Sunday, November 11, 2012

No Answers Yet on Furniture Fiasco Investigation


The Standard Times ran a piece titled "City Council Sitting on Furniture Details."  However, story content pointed more toward paid city leaders not sharing the results of any investigation. 

Despite getting hundreds of pages of documentation on the unapproved purchase, the paper was not able to identify who signed the purchase order or put together a timeline showing:

1.  The beginning of communications with West
2.  When the purchase order was executed and who approved it
3.  When the furniture was delivered and installed
4.  When West first requested payment
5.  When the item was placed on City Council agenda for approval and by whom
This information may come, however there's another odd thing about the piece.  The Standard Times produced a story on the furniture fiasco without the name Wilde in it.  Water Chief Will Wilde stated in the October Council meeting, "We were given the furniture."  Any investigation needs to ask Will, by whom?  
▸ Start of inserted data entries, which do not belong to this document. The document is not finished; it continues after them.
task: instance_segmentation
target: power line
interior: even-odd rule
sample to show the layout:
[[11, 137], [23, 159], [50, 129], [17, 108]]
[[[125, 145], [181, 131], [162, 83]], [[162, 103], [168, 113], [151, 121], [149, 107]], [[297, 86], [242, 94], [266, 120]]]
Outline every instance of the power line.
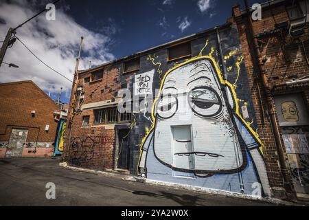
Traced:
[[56, 72], [56, 74], [60, 75], [61, 76], [65, 78], [67, 80], [70, 81], [71, 82], [73, 82], [73, 81], [71, 81], [70, 79], [69, 79], [68, 78], [67, 78], [66, 76], [65, 76], [63, 74], [60, 74], [60, 72], [58, 72], [58, 71], [54, 69], [53, 68], [52, 68], [51, 67], [49, 67], [48, 65], [47, 65], [45, 63], [44, 63], [41, 59], [40, 59], [36, 54], [34, 54], [31, 50], [30, 49], [28, 48], [28, 47], [27, 47], [25, 43], [23, 43], [23, 41], [21, 41], [21, 39], [19, 39], [17, 36], [15, 36], [17, 40], [19, 40], [21, 44], [23, 44], [23, 45], [25, 46], [25, 47], [27, 48], [27, 50], [33, 55], [35, 56], [35, 58], [36, 58], [40, 62], [41, 62], [42, 63], [43, 63], [45, 66], [47, 66], [48, 68], [49, 68], [50, 69], [52, 69], [52, 71], [54, 71], [54, 72]]
[[[56, 0], [55, 2], [53, 3], [54, 5], [55, 5], [57, 2], [58, 2], [60, 0]], [[36, 15], [32, 16], [31, 18], [30, 18], [29, 19], [27, 19], [27, 21], [25, 21], [25, 22], [23, 22], [23, 23], [20, 24], [19, 25], [18, 25], [16, 28], [15, 28], [14, 29], [14, 31], [15, 31], [17, 28], [19, 28], [21, 27], [22, 27], [24, 24], [25, 24], [26, 23], [29, 22], [30, 21], [32, 20], [33, 19], [34, 19], [35, 17], [38, 16], [38, 15], [40, 15], [41, 14], [42, 14], [43, 12], [48, 12], [49, 9], [44, 9], [43, 10], [41, 10], [40, 12], [38, 12], [38, 14], [36, 14]]]

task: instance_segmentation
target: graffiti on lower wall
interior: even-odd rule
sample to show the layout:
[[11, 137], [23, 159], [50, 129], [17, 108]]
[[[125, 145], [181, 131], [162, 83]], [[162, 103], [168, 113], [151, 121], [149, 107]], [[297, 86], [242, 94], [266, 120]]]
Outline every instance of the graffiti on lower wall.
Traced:
[[202, 52], [168, 71], [141, 143], [139, 173], [247, 194], [258, 183], [269, 195], [262, 143], [240, 113], [236, 87]]
[[60, 155], [63, 152], [63, 146], [65, 144], [65, 132], [67, 126], [66, 120], [62, 120], [59, 123], [59, 129], [57, 132], [57, 138], [55, 146], [55, 155]]
[[[87, 166], [89, 162], [95, 162], [94, 157], [104, 158], [104, 148], [108, 142], [107, 138], [103, 136], [82, 135], [72, 137], [70, 144], [70, 153], [67, 159], [69, 164], [72, 166]], [[103, 162], [103, 159], [102, 159]]]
The two names mentioned in the piece are  Assistant Water Director Tom Kerr and Assistant City Manager Elizabeth Grindstaff.  At the October Council meeting Grindstaff clearly stated the purchase occurred outside her bailiwick.

I wonder how many violations of city policy occurred in this one purchase? New City Manager Daniel Valenzuela deserves some latitude in this matter, as everything but the final approval occurred before his shift.  That said, enough time has run (nearly a month) for an investigation to be finished.  Time is not any investigator's friend.

The story stated:

City Manager Daniel Valenzuela said he might talk with Human Resources about what to do regarding the furniture purchase.
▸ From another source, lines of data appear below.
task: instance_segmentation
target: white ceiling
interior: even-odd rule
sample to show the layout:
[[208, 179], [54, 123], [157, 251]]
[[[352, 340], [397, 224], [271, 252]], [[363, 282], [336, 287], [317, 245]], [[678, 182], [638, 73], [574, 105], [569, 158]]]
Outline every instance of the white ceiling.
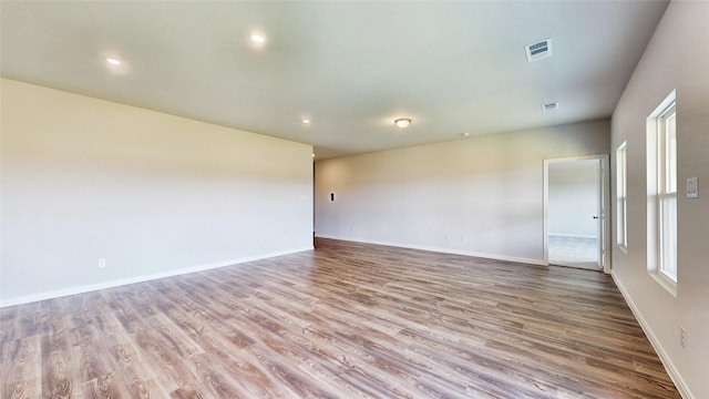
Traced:
[[[6, 78], [309, 143], [326, 158], [607, 117], [666, 7], [2, 1], [1, 64]], [[554, 55], [527, 63], [524, 45], [546, 38]], [[402, 116], [410, 127], [394, 126]]]

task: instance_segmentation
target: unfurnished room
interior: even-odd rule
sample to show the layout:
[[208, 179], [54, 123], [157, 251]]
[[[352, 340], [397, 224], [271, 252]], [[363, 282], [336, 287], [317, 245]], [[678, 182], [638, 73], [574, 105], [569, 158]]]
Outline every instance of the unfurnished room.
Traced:
[[0, 398], [709, 398], [709, 1], [0, 2]]

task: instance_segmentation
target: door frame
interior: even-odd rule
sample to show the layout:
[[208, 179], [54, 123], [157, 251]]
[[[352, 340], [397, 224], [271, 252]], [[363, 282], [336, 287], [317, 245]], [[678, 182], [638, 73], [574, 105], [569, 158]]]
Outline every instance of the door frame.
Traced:
[[608, 154], [586, 155], [586, 156], [569, 156], [561, 158], [547, 158], [544, 160], [544, 264], [549, 264], [549, 236], [548, 236], [548, 201], [549, 201], [549, 164], [556, 162], [569, 162], [569, 161], [586, 161], [598, 160], [600, 162], [600, 178], [598, 193], [598, 247], [600, 254], [598, 255], [598, 262], [603, 272], [610, 273], [610, 250], [608, 246], [608, 239], [610, 239], [610, 224], [609, 211], [610, 211], [610, 176], [608, 173]]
"I have a request I've submitted to HR," Valenzuela told me. "It's still an internal matter. It's something that is being addressed."
Public trust eroded with the unauthorized purchase.  Sharing the results and any corrective action will help regain that trust.  The only problem is another investigation calls regarding Will Wilde.  It involves Wilde's son Blake, fired as an engineer for the City, yet hired as a subcontractor on the Hickory Water project.

Might there be a drought of ethics in the City Water Department?  Rapid, thorough and transparent investigations are badly needed.  That's Valenzuela's responsibility.  It's a bad hand, but it's his to play.